Comme tous les deux ans, Los Angeles compte ses SDF à la nuit tombée. Quartier par quartier, tente par tente, une silhouette recroquevillée à même le sol après l'autre.

«C'est important de savoir combien de personnes vivent ici pour évaluer les aides et ressources nécessaires», poursuit Latoya Hawthorne, qui travaille dans un centre d'aide aux femmes sans-abris et participe à ce recensement nocturne.

Lors du dernier comptage en 2013, environ 39.500 sans-domicile fixe avaient été recensés à Los Angeles. Si l'on élargit aux personnes qui campent ou dorment chez quelqu'un, le chiffre bondit à 60.000.

Selon les estimations courantes, environ 3.000 personnes dormiraient dans les rues souillées de détritus et d'urine de Skid Row, leurs abris en carton, toile ou plastique serrés les uns contre les autres.
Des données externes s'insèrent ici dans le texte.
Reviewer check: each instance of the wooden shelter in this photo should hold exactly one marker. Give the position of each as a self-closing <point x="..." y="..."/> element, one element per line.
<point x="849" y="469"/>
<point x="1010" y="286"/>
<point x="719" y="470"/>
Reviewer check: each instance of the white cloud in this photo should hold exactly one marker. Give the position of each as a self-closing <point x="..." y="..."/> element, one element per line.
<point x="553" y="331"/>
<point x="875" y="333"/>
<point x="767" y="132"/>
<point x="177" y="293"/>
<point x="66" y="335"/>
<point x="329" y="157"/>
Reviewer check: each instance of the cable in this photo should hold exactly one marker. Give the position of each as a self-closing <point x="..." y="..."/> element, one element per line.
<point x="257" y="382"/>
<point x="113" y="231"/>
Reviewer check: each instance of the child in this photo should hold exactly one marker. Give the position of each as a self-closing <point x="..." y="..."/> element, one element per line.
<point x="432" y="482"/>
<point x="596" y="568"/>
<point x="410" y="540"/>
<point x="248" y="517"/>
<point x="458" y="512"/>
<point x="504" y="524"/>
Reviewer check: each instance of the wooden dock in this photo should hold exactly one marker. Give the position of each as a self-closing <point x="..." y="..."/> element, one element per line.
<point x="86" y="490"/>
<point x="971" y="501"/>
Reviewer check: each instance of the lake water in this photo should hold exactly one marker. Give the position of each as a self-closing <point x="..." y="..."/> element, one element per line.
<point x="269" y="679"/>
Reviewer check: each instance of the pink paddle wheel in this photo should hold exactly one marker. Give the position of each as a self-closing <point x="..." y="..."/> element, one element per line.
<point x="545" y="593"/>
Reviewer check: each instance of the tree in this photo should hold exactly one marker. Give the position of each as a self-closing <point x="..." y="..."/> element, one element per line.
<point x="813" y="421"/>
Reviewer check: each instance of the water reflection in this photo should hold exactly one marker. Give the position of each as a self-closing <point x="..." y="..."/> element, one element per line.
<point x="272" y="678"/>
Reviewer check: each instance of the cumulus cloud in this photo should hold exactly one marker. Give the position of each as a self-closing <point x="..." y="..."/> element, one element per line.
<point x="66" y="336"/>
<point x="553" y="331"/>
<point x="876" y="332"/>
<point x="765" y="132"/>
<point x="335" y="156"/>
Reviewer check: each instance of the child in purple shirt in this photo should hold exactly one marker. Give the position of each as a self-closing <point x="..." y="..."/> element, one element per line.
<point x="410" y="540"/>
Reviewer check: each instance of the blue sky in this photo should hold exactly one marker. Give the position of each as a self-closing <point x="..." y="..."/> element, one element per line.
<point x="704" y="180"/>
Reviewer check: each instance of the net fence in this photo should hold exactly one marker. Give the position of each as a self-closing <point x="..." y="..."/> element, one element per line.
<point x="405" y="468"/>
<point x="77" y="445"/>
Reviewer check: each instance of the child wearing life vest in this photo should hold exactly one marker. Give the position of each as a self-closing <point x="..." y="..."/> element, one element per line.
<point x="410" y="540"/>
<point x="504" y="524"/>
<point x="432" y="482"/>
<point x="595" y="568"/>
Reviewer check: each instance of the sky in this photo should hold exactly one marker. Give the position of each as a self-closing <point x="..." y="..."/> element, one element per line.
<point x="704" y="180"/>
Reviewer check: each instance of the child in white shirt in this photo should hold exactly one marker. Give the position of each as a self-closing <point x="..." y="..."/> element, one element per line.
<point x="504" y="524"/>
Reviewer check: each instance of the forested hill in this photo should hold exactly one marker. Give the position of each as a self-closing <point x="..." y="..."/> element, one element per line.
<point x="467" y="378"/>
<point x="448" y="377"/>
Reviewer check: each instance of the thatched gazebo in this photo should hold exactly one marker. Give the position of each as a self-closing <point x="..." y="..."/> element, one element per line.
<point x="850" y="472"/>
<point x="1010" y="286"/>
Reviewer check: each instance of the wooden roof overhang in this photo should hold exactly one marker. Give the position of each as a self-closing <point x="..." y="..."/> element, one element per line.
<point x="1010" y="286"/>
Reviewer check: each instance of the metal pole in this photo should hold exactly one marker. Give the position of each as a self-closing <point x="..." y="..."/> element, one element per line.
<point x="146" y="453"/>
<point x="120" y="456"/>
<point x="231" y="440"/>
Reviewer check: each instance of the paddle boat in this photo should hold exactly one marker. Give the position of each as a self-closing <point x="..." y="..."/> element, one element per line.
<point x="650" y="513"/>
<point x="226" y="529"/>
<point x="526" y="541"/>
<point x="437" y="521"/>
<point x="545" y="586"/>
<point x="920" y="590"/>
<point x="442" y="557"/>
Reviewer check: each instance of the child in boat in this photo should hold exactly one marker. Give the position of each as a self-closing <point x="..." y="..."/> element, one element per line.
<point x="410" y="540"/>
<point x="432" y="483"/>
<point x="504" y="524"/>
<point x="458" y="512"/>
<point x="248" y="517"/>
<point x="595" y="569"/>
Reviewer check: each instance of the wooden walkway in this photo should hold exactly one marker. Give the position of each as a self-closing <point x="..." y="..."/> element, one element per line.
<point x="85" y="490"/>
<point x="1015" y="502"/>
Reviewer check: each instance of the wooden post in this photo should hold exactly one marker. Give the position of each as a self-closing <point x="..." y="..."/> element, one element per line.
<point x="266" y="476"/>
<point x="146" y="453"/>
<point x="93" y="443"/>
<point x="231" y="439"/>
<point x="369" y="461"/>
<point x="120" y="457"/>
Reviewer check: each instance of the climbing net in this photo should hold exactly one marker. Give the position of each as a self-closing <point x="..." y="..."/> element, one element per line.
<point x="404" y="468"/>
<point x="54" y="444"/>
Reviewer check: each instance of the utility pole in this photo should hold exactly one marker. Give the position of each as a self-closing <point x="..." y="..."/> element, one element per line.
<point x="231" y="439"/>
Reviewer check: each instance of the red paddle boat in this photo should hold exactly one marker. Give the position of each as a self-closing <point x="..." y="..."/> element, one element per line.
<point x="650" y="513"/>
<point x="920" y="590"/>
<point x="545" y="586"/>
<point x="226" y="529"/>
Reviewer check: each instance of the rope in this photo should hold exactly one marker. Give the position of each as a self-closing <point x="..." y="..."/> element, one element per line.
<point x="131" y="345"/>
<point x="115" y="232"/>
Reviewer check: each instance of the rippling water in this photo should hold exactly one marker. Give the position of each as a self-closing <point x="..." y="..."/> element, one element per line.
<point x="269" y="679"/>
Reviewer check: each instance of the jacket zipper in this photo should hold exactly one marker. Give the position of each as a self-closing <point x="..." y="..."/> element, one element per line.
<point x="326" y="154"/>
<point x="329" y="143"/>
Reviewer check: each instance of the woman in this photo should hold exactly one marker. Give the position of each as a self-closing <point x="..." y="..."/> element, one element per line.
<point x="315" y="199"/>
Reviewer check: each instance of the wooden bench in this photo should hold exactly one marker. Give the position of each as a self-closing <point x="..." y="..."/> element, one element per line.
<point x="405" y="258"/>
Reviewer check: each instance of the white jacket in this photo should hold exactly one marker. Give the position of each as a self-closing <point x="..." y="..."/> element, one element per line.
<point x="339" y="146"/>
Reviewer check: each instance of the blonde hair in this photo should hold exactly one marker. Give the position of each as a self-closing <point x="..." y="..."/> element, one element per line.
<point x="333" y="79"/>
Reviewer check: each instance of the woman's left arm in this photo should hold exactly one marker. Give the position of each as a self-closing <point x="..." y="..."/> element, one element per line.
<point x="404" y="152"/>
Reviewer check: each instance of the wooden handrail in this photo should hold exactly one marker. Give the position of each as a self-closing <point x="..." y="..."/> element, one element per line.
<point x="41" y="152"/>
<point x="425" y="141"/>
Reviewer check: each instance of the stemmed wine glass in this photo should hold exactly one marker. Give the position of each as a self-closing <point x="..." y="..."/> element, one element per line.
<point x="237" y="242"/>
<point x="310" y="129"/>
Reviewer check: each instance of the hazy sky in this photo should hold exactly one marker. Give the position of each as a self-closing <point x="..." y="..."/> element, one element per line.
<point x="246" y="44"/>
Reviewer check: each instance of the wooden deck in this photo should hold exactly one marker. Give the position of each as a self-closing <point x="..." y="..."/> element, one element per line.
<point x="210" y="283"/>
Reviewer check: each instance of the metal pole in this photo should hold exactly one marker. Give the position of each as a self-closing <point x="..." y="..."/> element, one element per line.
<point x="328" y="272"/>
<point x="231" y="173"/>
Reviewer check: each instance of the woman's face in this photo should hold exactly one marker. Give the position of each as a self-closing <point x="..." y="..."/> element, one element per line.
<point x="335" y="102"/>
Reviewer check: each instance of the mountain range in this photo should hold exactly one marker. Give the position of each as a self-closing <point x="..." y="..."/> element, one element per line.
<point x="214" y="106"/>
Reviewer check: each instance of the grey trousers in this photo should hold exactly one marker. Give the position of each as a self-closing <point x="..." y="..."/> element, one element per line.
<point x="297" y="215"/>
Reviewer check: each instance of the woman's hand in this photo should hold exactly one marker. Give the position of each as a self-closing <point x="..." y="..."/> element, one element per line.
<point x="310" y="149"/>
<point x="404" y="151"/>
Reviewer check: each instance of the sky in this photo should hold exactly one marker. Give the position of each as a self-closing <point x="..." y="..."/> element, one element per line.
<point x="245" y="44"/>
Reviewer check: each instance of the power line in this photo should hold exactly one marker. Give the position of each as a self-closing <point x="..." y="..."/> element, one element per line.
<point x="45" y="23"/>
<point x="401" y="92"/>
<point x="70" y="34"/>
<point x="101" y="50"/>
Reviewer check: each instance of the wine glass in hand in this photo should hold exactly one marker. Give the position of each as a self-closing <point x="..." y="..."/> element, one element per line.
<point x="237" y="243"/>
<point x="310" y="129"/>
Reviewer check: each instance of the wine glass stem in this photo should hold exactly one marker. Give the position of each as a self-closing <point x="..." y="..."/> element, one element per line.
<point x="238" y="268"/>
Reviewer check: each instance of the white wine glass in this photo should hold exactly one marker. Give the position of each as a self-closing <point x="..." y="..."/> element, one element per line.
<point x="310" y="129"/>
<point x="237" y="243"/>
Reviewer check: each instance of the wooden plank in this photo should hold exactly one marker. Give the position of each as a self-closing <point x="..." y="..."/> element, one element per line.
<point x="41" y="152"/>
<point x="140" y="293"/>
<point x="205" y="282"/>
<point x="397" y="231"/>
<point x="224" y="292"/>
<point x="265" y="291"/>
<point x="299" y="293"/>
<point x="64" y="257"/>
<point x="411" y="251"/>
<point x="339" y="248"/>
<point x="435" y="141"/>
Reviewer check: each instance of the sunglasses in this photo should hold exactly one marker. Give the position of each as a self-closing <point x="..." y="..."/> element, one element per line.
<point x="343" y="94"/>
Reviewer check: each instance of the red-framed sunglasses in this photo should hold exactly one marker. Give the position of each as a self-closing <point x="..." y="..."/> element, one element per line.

«On a compté 24 personnes, heureusement nous n'avons pas vu d'enfants ou d'adolescents», souligne Harry Batt, l'un des milliers de bénévoles recrutés pour sonder un périmètre donné.

«Beaucoup de sans-abris ont des problèmes mentaux, les gens ne sont pas en sécurité ici. C'est déprimant de voir ça», ajoute-t-il.

- Les anciens combattants, une priorité -

Quelques pâtés de maison plus loin, le secrétaire américain aux Anciens combattants Robert McDonald marche d'un pas vif, ajoutant un bâtonnet sur son bloc-note à chaque fois qu'il croise un sans-abris ou qu'il voit une tente.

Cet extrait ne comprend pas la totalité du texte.